Ernesto Cerrilla



Ernesto Cerrilla vive al lado del inmenso vertedero de su pequeño pueblo. A través de una insegura plancha sobre la acequia puedes llegar a la barraca que Ernesto se ha construido lindando con el bosque quemado. Como todo es gris, ha pintado las chapas de aglomerado y uralita de color verde.
Un día, sentado junto a la acequia, le extrañó un bulto que bajaba flotando sobre el agua marrón. Valiéndose de un palo largo consiguió rescatarla. Era una muñequita repudiada de los barrios ricos. Antaño sería hermosa y blanco su vestido, ahora se ataviaba con andrajos como él, sus ojos estaban vacíos, negros agujeros, el pelo medio arrancado, deshilachado. Ernesto limpió su cara y su rostro lo encandiló de tal manera, que por las noches la hizo su amante y por el día su compañera enferma a la que traerle los tesoros más insólitos del vertedero. Siempre le hablaba y ella le respondía con su silencio. Primero Cerrilla se contentaba, luego se cansó de tanta indiferencia ante sus palabras, de tan poca postura, de mirarla a los ojos y no ver nada. Dejó de confiar en ella.

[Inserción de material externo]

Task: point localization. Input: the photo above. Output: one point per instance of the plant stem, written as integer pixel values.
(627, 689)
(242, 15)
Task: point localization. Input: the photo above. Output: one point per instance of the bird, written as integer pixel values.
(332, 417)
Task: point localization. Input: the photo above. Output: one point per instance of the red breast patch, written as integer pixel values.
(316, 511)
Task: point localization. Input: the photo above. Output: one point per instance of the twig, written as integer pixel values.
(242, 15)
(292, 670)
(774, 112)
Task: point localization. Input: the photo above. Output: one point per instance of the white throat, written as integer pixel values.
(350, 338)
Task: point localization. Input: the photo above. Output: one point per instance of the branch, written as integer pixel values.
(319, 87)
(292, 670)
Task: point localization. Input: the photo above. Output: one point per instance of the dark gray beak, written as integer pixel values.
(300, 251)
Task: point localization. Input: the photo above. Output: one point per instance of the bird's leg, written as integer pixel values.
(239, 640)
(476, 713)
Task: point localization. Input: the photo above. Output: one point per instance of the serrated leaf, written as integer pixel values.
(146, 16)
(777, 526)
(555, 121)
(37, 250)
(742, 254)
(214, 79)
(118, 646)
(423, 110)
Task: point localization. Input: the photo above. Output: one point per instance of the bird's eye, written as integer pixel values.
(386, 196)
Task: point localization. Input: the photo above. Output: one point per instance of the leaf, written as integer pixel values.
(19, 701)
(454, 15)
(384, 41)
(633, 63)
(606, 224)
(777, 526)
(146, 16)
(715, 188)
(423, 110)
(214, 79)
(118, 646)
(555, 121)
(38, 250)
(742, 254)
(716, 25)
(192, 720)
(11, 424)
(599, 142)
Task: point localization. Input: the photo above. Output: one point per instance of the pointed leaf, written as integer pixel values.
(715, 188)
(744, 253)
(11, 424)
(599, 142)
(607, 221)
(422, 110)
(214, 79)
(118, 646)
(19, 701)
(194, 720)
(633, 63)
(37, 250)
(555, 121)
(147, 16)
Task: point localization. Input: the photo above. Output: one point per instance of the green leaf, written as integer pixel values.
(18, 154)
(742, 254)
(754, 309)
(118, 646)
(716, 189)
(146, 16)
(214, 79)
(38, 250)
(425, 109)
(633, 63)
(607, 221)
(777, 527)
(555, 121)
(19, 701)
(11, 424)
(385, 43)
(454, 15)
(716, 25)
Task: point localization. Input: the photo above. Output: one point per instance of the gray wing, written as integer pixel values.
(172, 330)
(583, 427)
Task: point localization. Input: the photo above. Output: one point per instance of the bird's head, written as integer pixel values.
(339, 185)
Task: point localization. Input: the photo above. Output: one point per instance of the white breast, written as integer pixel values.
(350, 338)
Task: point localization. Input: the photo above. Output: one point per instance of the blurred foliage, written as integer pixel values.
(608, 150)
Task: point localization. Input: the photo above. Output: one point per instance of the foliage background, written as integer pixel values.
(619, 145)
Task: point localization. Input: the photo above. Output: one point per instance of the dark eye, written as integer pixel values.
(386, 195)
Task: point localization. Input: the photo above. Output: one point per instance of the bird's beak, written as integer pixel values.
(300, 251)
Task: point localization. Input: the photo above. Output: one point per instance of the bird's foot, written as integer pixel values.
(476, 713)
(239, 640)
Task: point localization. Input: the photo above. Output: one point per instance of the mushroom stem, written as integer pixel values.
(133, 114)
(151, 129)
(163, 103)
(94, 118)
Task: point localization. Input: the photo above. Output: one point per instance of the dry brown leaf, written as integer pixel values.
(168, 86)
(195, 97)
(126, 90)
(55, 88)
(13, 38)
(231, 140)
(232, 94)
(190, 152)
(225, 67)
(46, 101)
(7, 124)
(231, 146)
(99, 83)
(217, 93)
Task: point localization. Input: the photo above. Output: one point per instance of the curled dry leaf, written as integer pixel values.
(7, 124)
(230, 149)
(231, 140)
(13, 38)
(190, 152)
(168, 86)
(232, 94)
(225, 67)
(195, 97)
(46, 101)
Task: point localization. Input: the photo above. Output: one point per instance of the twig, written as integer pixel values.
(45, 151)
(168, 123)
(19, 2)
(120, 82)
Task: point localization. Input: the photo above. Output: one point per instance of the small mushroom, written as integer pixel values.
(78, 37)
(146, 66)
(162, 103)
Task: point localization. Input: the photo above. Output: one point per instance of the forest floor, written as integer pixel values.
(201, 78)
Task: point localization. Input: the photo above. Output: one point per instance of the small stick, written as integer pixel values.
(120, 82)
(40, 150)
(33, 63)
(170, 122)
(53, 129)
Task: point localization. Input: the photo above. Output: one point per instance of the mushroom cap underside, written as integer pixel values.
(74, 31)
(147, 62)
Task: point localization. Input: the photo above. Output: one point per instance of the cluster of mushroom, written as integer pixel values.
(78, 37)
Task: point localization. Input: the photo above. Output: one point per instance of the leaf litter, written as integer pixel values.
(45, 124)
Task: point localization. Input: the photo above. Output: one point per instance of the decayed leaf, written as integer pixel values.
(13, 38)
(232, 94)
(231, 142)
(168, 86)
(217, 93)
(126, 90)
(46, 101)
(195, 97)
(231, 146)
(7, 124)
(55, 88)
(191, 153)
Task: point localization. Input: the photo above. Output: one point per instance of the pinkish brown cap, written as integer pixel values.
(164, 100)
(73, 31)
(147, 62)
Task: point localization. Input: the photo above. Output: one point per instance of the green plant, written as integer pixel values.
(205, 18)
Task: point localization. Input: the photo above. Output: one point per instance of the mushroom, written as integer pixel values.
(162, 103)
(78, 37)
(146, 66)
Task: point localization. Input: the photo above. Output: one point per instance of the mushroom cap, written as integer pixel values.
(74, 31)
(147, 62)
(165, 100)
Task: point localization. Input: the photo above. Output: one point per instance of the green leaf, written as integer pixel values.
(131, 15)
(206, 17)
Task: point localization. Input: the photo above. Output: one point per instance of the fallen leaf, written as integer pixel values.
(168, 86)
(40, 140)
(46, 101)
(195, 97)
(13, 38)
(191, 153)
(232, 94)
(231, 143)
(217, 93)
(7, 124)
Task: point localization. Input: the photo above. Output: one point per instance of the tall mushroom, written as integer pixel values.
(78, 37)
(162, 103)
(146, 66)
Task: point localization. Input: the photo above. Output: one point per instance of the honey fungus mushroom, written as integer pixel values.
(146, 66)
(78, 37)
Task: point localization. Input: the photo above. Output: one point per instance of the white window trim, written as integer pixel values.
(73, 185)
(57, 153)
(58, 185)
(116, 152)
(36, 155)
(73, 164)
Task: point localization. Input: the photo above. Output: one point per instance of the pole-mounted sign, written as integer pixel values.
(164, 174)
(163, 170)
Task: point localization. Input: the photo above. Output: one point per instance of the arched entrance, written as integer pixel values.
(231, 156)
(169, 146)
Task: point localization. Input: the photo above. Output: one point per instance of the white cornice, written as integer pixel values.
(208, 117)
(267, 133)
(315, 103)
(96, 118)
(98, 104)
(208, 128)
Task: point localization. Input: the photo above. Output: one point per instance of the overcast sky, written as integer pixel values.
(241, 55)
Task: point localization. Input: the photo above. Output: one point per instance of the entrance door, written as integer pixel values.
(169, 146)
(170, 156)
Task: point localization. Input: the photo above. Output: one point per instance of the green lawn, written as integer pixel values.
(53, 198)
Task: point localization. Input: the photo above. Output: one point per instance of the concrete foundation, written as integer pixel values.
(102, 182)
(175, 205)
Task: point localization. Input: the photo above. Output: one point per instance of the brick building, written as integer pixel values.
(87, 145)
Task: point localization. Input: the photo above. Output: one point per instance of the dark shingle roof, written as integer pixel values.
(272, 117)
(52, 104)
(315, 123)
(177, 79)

Una noche, estando ambos sobre el colchón lleno de orines secos, él se despertó atravesado por un escalofrío y viendo los ojos huecos de su amante plástica, creyó que quería asesinarlo; así que de un manotazo la tiró de la cama, la estampó sobre la chapa. Fuera de la barraca arrancó con saña sus miembros uno tras otro y los devolvió a la acequia y colgó la cabeza enredando sus pocos pelos en las ramas secas del bosque quemado.

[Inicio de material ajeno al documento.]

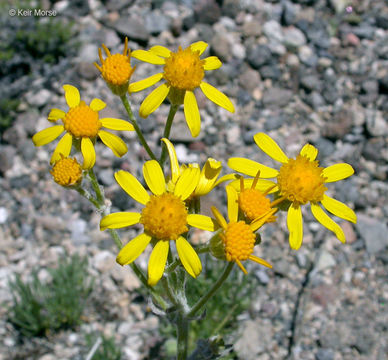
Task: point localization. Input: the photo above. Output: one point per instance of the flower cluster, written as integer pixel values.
(171, 207)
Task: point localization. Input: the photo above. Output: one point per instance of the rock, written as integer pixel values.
(293, 38)
(258, 55)
(382, 20)
(252, 28)
(339, 125)
(7, 153)
(324, 294)
(104, 261)
(277, 97)
(274, 122)
(326, 260)
(156, 22)
(273, 31)
(133, 28)
(253, 340)
(78, 229)
(231, 8)
(87, 70)
(373, 232)
(20, 182)
(315, 100)
(221, 47)
(207, 11)
(249, 80)
(3, 215)
(270, 72)
(307, 56)
(339, 5)
(233, 135)
(324, 354)
(38, 98)
(310, 82)
(106, 177)
(375, 123)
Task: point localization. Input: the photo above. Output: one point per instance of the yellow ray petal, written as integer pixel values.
(56, 114)
(133, 249)
(154, 177)
(117, 124)
(219, 218)
(63, 147)
(72, 95)
(226, 178)
(212, 63)
(232, 196)
(337, 172)
(113, 142)
(157, 262)
(132, 186)
(250, 167)
(208, 177)
(161, 51)
(261, 185)
(88, 152)
(262, 219)
(295, 226)
(339, 209)
(202, 222)
(97, 104)
(192, 116)
(119, 220)
(309, 151)
(47, 135)
(188, 257)
(187, 182)
(145, 83)
(269, 146)
(175, 170)
(327, 222)
(153, 100)
(217, 96)
(199, 46)
(241, 266)
(259, 261)
(147, 56)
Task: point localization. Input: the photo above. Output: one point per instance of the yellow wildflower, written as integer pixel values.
(300, 181)
(67, 172)
(183, 72)
(116, 69)
(164, 218)
(82, 123)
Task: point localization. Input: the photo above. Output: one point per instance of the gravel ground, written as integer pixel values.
(302, 71)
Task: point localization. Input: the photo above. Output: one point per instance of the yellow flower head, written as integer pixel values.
(301, 181)
(239, 237)
(183, 72)
(208, 178)
(116, 69)
(67, 172)
(82, 123)
(164, 218)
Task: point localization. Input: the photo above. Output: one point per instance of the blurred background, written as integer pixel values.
(300, 70)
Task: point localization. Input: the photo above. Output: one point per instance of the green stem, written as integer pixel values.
(96, 187)
(182, 327)
(87, 195)
(204, 299)
(99, 203)
(133, 121)
(166, 134)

Pasado un tiempo de lastimera soledad, junto a la acequia que manaba fango después de las intensas lluvias de primavera, Ernesto Cerrilla, que se entretenía viendo deshacerse los grumos del barro, vislumbró una forma extraña. La rescató con sus manos y descubrió otra muñeca desdeñada, con un solo brazo, con el cuerpo de tela, blando y la cara de falsa porcelana, infantil, con ojos de susto y gruesos labios que besaban en un suspiro. La adoptó. Ésta vez le concedió el don de la palabra:
¿Cómo te llamas, muñequita?
Grisela.
Un nombre muy lindo.
¿Quién es usted que me ha salvado del fango que se me llevaba?
Soy Ernesto Cerrilla. Soy el amo de todo lo que ven tus ojos, todo es mío.
La vista abarcaba interminables dunas de humeante basura.
Le buscó un buen vestido, le cosió lo desmadejado del brazo, peinó su crin de oro. Cerrilla se hacía el ventrílocuo y siempre conversaba con la señorita Grisela. Pero un día se hartó de oír siempre lo que él quería, así que tirando del pelo de Grisela le mostró la cabeza de su primera muñequita, así iba a ser su fin. Rajó la tela de su cuerpo y sus entrañas de algodón volaron como copos de nieve. Su cabeza de porcelana blanca colgaba en el bosque, con sus ojos de susto, balanceándose al viento.
Ernesto Cerrilla vive en una casilla junto al vertedero, junto al bosque quemado lleno de cabecitas de muñecas que con los años ha repudiado. En las noches de cierzo se golpean las unas a las otras componiendo para Ernesto una extraña melodía que no lo deja dormir.